Akil insanlar komisyonu

"Hakikatleri araştırma komisyonu"yla birlikte çalışabilecek bir "akil insanlar komisyonu"nun kurulmasını kendilerinin de önemsediğini belirten Demirtaş, "Bu çatışma ortamının durabilmesi, akan kanın durabilmesi açısından rol üstlenebilecek, siyaset dışından aynı zamanda siyasete destek olabilecek, herkese çağrı yapabilecek, gerektiğinde herkesle görüşebilecek bir akil insanlar komisyonuna ihtiyaç var" dedi.

Demirtaş, bundan sonraki süreçte siyasi partilerin daha fazla diyalog içerisinde olmalarını ve Türkiye'nin temel sorunlarının çözümü noktasında daha hevesli davranmalarını umut ettiğini kaydetti.
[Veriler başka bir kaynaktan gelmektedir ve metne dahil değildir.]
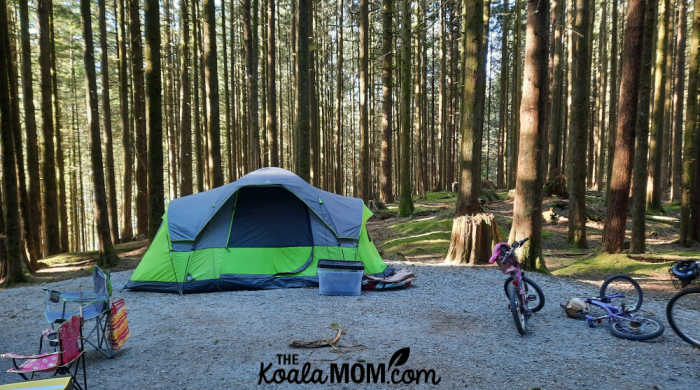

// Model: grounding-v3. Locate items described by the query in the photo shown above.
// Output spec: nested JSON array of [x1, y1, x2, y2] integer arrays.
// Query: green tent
[[126, 168, 391, 293]]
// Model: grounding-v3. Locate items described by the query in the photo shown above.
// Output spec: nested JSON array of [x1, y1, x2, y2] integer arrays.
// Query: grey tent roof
[[168, 168, 364, 242]]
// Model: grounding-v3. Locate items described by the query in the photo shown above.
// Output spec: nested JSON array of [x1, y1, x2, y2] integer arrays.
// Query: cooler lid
[[318, 259, 365, 271]]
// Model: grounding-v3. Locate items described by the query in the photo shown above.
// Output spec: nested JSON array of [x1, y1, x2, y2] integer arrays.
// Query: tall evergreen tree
[[180, 0, 193, 196], [128, 0, 148, 236], [671, 0, 688, 202], [294, 0, 313, 181], [98, 0, 119, 243], [567, 0, 591, 248], [144, 0, 163, 238], [117, 0, 134, 241], [628, 1, 658, 253], [603, 0, 651, 253], [0, 0, 25, 285], [357, 0, 371, 202], [647, 0, 671, 210], [243, 0, 260, 172], [19, 0, 41, 261], [37, 0, 61, 255], [379, 0, 394, 203], [80, 0, 119, 267], [511, 0, 549, 271], [399, 0, 413, 217], [681, 0, 700, 246], [204, 0, 221, 187], [266, 0, 280, 167]]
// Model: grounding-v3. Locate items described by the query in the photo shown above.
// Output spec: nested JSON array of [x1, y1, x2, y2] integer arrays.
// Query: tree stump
[[445, 213, 502, 265]]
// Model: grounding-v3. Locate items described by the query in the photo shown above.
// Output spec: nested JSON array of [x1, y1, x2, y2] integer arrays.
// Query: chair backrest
[[92, 266, 112, 297], [58, 315, 83, 364]]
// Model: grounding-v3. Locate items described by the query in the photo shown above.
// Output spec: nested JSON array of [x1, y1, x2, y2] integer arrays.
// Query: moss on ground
[[39, 241, 145, 267], [553, 253, 673, 279]]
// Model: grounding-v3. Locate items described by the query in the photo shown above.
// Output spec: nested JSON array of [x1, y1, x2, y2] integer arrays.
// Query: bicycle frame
[[584, 293, 629, 327], [506, 253, 529, 314]]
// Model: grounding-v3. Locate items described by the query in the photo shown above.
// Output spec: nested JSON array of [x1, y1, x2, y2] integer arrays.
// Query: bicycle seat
[[671, 260, 700, 282]]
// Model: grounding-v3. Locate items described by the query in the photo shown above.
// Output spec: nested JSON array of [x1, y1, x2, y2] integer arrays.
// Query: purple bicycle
[[489, 238, 544, 336], [581, 275, 664, 340]]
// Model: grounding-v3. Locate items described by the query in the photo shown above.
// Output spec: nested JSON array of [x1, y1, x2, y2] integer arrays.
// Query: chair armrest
[[61, 292, 109, 304], [0, 352, 58, 359]]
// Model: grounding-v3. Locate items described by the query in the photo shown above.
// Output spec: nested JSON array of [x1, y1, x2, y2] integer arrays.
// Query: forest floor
[[368, 192, 700, 295], [5, 192, 700, 296], [0, 193, 700, 389]]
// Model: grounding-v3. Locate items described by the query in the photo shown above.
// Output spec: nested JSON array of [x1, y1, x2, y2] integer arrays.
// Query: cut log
[[445, 213, 502, 265], [646, 215, 681, 225]]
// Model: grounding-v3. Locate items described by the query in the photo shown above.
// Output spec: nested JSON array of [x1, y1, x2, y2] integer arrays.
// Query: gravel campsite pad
[[0, 262, 700, 389]]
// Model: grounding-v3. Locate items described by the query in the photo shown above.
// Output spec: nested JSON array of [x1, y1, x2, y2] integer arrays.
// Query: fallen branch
[[289, 328, 343, 348], [646, 215, 681, 225]]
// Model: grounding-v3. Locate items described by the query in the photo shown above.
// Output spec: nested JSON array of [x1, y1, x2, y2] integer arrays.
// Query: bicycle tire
[[610, 316, 664, 341], [503, 276, 545, 313], [508, 284, 527, 336], [666, 287, 700, 347], [600, 275, 644, 313]]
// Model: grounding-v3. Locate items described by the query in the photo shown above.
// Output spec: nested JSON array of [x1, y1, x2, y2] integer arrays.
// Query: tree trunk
[[399, 0, 413, 217], [0, 0, 25, 285], [267, 0, 280, 167], [509, 0, 549, 272], [671, 0, 687, 202], [128, 0, 148, 236], [49, 3, 68, 251], [243, 0, 260, 172], [547, 0, 566, 180], [508, 0, 522, 189], [202, 0, 221, 187], [496, 3, 510, 188], [180, 0, 197, 196], [567, 0, 591, 248], [648, 0, 671, 210], [37, 0, 61, 255], [681, 0, 700, 246], [144, 0, 163, 239], [80, 0, 119, 267], [294, 0, 313, 182], [19, 0, 41, 261], [192, 1, 205, 192], [308, 11, 321, 187], [445, 0, 490, 264], [630, 1, 658, 253], [445, 213, 502, 265], [335, 0, 345, 194], [603, 0, 652, 253], [7, 12, 37, 272], [595, 2, 608, 191], [357, 0, 371, 203], [117, 0, 134, 241], [605, 2, 619, 196], [379, 0, 394, 203], [98, 1, 119, 243]]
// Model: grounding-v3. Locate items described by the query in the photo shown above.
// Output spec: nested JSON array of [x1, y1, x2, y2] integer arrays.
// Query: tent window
[[228, 187, 313, 248]]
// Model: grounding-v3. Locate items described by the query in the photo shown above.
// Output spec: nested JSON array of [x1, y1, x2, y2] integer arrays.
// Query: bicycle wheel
[[666, 287, 700, 347], [508, 283, 527, 336], [610, 315, 664, 340], [600, 275, 643, 313], [503, 276, 544, 313]]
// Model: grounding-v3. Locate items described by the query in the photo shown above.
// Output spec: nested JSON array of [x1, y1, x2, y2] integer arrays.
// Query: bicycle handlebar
[[511, 237, 530, 249]]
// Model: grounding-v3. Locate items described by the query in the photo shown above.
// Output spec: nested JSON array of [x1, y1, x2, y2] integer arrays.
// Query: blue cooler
[[318, 260, 365, 295]]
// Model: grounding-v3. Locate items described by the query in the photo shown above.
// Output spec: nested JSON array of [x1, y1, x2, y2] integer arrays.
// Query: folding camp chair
[[0, 315, 87, 390], [44, 266, 115, 358]]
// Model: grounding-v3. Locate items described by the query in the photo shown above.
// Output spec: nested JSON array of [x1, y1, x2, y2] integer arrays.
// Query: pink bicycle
[[489, 238, 544, 336]]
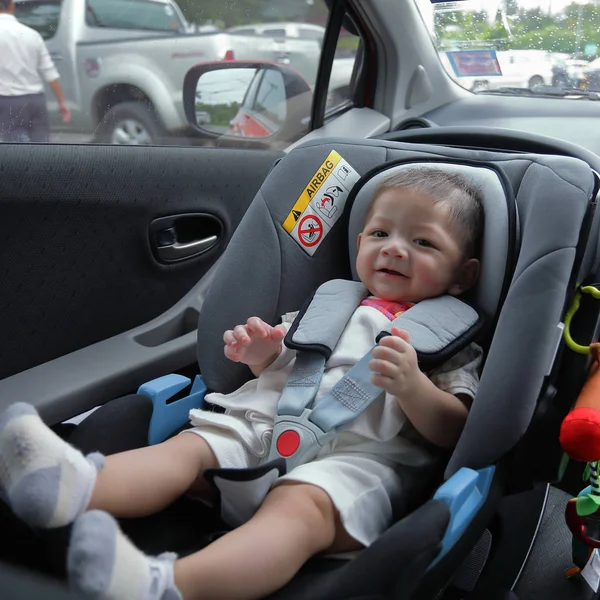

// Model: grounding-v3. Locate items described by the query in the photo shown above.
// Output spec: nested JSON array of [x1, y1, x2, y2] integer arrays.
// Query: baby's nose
[[383, 239, 407, 258]]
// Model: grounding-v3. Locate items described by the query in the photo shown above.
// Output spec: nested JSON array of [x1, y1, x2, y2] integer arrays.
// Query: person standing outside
[[0, 0, 71, 142]]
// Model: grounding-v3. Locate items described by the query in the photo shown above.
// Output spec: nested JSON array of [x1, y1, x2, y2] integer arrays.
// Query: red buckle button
[[277, 429, 300, 456]]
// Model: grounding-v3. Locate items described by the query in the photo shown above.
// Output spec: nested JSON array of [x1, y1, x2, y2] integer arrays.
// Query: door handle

Demirtaş, bir gazetecinin, toplantı sırasında Antalya'da patlama meydana geldiğinin bildirilmesi üzerine, "Umarım can kaybı yaşanmamıştır, bilmiyorum" dedi.

Tutuklu vekillerin durumu

Hem BDP hem de CHP'nin tutuklu milletvekillerinin bulunduğunun anımsatılarak, görüşmede bu konunun gündeme gelip gelmediğine ilişkin soruya Hamzaçebi, şöyle karşılık verdi:

"Adalet ve Kalkınma Partisi ile bizim mutabık kaldığımız bir metin oldu. Burada seçilmiş tüm milletvekillerinin TBMM'de olması gerektiği yönündeki arzu, her iki siyasi parti tarafından da ortaya konuldu. Metnin ikinci önemli cümlesi, anayasa dahil tüm mevzuatın özgürlükleri genişletici şekilde yorumlanması gerekir. Bütün bunlar TBMM'nin üye tam sayısıyla toplanması gerektiği yönündeki bir arzunun ifadesidir. Meşruiyet yönünden tartışılmayacak bir anayasa, seçilmiş tüm milletvekillerinin TBMM'de olmasını gerektirir. Ancak bunu anayasa görüşmelerinde, uzlaşma komisyonuna oturmanın ön şartı olarak ifade etmedik. Tutuklularla ilgili düzenlemeler, bir anayasa konusu değildir. Uzlaşma komisyonunun oturup, karar vermesi gereken bir konu değildir. Ama anayasa için uygun iklim yaratacaksak, pozitif ortam yaratacaksak bu tip engellerin ortadan kaldırılması gerekir. Bunlar anayasa görüşmeleriyle beraber eş zamanlı olarak yürüyebilir."